Racontez-nous, s’il vous plaît, votre histoire
De point en point, mais sans mentir ; pourtant,
Si n’aimez mieux et vous gaudir et boire.
Champagne dit : « Oh ! le hasard est grand.
« Il vous souvient qu’un jour, dans un couvent,
« Du haut du Ciel il descendit un âne,
« Et que, bâté de votre cul profane,
« Il vous porta devers le firmament.
« Vous conterez aussi votre aventure.
« Quelques instants je vous suivis des yeux ;
« Mais un nuage ayant blanchi les cieux,
« Je vous perdis, et prenant ma monture,
« Je pique, pars, et vous fais mes adieux.
« Moins chatouilleux de lauriers et de guerre.
« Qu’embarrassé de ne savoir que faire,
« Je m’en revins au camp le lendemain
« L’on fut surpris de me revoir sans maître ;
« L’on me parla de votre oncle Turpin :
« Je répondis, et je mentis peut-être,
« Qu’aiguillonné par le double souci,
« Et du destin et d’un oncle ravi,
« Le noble espoir de venger cet outrage
« Vous avait fait parcourir maint rivage ;
« Que vous aviez poursuivi Galifrin,
« Noir ravisseur de l’Évêque Turpin,
« Dans son palais au haut du mont Caucase.
« Dans tous les yeux, je lisais mon extase ;
« Ces beaux discours émerveillaient Charlot ;
« L’un vous vantait, l’autre vous trouvait sot.
« Moi, je riais.
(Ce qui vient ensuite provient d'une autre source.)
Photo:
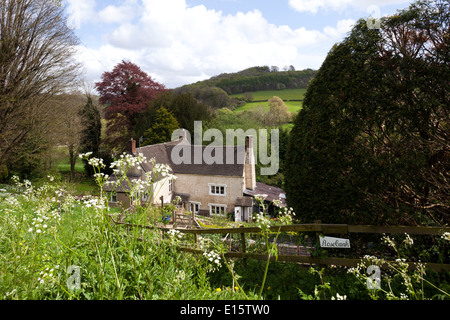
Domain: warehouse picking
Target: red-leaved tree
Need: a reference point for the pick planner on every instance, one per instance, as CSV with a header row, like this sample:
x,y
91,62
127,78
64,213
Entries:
x,y
125,91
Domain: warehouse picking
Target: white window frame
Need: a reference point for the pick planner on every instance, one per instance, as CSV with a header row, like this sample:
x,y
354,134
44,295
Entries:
x,y
214,186
215,206
113,197
194,203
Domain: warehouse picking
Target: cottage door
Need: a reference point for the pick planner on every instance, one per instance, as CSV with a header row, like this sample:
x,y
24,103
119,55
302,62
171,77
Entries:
x,y
237,214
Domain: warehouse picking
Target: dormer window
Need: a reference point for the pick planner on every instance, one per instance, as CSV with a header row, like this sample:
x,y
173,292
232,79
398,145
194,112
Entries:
x,y
217,189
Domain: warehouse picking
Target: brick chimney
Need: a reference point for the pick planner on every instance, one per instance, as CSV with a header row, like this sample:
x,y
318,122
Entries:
x,y
249,171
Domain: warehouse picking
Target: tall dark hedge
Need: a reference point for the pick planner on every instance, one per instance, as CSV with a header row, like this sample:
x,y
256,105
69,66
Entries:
x,y
372,142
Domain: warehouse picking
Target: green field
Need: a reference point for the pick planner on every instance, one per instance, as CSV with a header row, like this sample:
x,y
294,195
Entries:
x,y
286,94
261,98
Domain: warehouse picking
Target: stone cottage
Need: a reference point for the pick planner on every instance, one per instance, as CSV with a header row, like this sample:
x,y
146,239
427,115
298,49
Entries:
x,y
209,180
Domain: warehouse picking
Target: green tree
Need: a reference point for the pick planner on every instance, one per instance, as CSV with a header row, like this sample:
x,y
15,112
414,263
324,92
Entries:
x,y
163,127
91,133
36,63
371,142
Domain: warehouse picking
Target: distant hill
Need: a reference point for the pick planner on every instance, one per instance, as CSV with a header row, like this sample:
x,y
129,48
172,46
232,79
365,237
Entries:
x,y
256,79
216,91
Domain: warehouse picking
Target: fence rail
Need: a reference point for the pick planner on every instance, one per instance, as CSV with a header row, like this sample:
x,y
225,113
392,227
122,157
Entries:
x,y
313,227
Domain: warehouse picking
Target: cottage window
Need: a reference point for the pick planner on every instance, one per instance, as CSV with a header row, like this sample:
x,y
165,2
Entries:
x,y
195,207
113,197
217,189
217,209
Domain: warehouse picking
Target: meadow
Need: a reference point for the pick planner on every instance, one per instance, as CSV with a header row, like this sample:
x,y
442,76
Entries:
x,y
261,98
54,245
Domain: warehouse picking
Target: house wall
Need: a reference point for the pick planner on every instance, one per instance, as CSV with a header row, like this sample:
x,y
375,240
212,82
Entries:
x,y
161,188
198,186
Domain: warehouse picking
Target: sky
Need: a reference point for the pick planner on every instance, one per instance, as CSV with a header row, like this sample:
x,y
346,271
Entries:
x,y
180,42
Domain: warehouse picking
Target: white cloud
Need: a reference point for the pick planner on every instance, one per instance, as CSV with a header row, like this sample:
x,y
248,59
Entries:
x,y
314,6
121,14
177,44
80,11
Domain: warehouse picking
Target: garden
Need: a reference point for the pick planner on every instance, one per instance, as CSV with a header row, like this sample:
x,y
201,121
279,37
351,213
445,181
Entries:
x,y
54,245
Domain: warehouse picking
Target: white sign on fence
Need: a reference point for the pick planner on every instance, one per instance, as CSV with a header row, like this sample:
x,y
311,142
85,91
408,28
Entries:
x,y
330,242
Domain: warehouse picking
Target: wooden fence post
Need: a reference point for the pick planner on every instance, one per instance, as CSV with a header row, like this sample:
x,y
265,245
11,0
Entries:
x,y
244,249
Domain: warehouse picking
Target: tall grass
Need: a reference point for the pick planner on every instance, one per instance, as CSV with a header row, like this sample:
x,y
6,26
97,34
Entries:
x,y
44,233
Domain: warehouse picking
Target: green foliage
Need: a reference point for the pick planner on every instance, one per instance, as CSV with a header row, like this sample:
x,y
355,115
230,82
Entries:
x,y
256,79
184,107
369,145
163,127
91,133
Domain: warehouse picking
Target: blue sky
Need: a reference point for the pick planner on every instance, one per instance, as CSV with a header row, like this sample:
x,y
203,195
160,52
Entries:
x,y
180,42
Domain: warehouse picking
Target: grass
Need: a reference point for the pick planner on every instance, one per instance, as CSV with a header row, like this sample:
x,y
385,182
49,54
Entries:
x,y
262,97
286,94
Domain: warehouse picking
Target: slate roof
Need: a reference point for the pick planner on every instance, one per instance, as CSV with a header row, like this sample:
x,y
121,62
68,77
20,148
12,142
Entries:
x,y
163,154
273,193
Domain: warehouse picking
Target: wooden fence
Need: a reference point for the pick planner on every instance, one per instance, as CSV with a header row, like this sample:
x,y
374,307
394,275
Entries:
x,y
317,228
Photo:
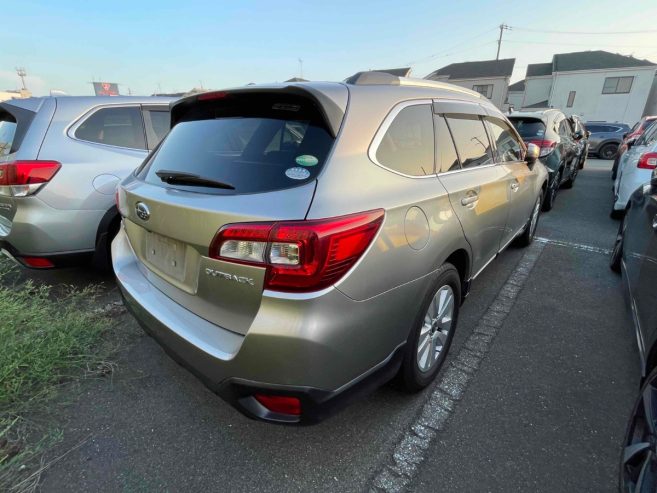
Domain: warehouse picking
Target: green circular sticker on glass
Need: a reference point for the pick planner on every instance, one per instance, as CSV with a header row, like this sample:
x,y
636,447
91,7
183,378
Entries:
x,y
306,160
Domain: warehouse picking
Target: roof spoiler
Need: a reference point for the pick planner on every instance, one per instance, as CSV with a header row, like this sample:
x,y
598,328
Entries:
x,y
331,112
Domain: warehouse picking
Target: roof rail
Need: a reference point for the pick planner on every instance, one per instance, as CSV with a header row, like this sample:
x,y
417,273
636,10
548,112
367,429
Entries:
x,y
384,79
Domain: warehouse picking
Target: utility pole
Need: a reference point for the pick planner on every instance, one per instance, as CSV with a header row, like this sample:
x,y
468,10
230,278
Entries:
x,y
22,74
503,27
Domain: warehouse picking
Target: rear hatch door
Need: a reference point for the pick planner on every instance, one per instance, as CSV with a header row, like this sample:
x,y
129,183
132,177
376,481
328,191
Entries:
x,y
229,158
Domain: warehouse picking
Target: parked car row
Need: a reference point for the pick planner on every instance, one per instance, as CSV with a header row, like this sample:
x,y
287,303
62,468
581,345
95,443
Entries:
x,y
292,250
563,144
635,256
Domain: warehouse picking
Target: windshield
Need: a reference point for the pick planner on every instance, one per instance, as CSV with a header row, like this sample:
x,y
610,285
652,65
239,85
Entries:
x,y
258,144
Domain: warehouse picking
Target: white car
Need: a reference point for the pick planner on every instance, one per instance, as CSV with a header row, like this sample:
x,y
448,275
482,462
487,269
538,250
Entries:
x,y
634,169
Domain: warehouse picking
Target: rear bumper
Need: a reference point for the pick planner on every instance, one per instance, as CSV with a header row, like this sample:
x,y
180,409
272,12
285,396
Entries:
x,y
38,230
324,350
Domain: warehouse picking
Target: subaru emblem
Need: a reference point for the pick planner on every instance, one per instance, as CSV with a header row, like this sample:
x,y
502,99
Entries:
x,y
142,211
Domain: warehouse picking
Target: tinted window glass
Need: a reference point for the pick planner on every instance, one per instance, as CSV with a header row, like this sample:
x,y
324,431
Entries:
x,y
446,157
157,126
508,148
529,128
471,140
7,132
114,126
407,146
255,142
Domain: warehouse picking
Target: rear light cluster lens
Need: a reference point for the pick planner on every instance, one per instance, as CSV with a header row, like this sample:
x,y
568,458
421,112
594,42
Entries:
x,y
648,161
546,146
281,404
299,256
23,178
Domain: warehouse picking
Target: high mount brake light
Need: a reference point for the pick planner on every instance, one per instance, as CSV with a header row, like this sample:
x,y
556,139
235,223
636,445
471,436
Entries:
x,y
648,161
299,256
23,178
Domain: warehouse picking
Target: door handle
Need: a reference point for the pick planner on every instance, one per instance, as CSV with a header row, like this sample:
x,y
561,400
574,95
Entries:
x,y
470,199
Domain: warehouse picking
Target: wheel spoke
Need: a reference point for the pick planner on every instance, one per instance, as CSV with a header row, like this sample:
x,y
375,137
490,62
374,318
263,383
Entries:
x,y
645,483
649,402
631,451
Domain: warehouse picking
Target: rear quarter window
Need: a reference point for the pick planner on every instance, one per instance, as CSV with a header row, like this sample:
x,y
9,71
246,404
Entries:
x,y
252,142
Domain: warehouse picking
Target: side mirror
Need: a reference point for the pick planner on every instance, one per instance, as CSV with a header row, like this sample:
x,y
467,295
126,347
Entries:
x,y
532,153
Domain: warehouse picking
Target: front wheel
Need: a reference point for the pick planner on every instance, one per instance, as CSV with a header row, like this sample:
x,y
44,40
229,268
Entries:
x,y
527,236
433,331
638,470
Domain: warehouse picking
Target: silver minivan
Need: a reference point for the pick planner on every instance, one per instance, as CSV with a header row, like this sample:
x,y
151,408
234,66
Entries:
x,y
295,245
61,159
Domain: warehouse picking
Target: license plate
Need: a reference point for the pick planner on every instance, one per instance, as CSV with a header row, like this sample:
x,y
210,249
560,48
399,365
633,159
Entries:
x,y
166,255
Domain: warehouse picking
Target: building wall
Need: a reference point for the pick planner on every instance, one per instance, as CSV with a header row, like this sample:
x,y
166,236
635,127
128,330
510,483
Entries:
x,y
591,104
500,86
537,89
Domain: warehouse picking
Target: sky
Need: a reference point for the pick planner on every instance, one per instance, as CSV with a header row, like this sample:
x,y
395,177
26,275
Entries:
x,y
164,46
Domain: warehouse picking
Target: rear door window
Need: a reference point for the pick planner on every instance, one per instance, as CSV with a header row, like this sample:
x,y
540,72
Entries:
x,y
8,127
408,145
471,140
507,145
446,157
117,126
244,143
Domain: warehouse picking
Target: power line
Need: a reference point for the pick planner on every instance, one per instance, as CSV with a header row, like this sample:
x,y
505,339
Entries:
x,y
583,32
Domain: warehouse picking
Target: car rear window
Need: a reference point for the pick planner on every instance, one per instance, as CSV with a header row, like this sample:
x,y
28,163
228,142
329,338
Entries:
x,y
251,142
529,127
14,123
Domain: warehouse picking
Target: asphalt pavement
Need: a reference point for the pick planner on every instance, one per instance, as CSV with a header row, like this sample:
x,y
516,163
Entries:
x,y
535,394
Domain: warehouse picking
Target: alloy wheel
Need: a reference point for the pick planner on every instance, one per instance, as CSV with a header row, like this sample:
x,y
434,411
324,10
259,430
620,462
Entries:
x,y
639,460
436,328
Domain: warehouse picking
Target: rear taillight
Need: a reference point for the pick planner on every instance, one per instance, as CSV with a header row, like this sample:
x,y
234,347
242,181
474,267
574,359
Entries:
x,y
648,161
299,255
546,146
23,178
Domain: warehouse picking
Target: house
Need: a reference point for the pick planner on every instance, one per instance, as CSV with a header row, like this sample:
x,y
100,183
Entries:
x,y
515,95
596,85
488,77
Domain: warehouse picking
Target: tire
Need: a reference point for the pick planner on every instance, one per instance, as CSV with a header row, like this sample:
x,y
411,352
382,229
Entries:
x,y
527,236
551,194
608,151
432,330
617,251
638,467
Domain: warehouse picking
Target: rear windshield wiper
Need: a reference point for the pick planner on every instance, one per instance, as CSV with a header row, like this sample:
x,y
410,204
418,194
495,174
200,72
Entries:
x,y
182,178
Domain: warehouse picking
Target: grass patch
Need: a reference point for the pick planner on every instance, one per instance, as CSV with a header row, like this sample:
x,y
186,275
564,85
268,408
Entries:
x,y
48,339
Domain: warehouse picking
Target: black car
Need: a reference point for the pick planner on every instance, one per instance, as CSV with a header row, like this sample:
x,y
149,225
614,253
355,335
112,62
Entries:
x,y
553,133
635,255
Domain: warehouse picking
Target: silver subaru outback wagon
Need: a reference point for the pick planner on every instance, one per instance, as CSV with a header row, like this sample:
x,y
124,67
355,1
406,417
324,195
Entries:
x,y
61,159
296,245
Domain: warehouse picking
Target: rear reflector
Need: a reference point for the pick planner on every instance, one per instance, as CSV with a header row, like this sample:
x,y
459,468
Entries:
x,y
23,178
36,262
648,161
299,256
280,404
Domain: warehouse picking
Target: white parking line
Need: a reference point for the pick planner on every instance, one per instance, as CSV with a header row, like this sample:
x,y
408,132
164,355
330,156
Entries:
x,y
578,246
399,470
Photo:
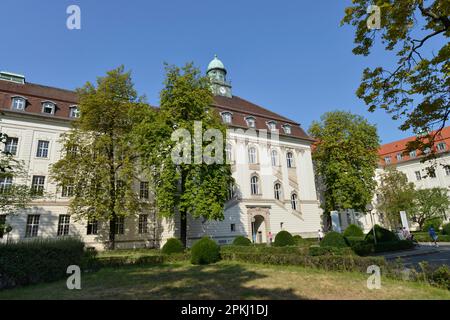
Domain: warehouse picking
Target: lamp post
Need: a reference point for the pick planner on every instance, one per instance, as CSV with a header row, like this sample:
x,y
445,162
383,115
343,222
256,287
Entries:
x,y
369,209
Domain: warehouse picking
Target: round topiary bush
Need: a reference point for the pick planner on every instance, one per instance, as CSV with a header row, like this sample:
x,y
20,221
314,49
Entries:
x,y
333,239
172,245
383,235
205,251
284,239
353,231
241,241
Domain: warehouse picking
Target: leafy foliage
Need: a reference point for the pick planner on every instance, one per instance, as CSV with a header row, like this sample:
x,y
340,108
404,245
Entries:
x,y
205,251
345,158
417,89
Je ris bien davantage
« Six jours après. Tout à coup j’entendis
« Un bruit affreux s’élever du rivage ;
« Le verre en main, de table je sortis.
« Saisi d’effroi, criant aux ennemis,
« Je m’affourchai sur ma monture grise.
« Mais, juste ciel ! quelle fut ma surprise,
« Lorsque je vis les Francs ensorcelés,
« Criant, dansant en cercles redoublés.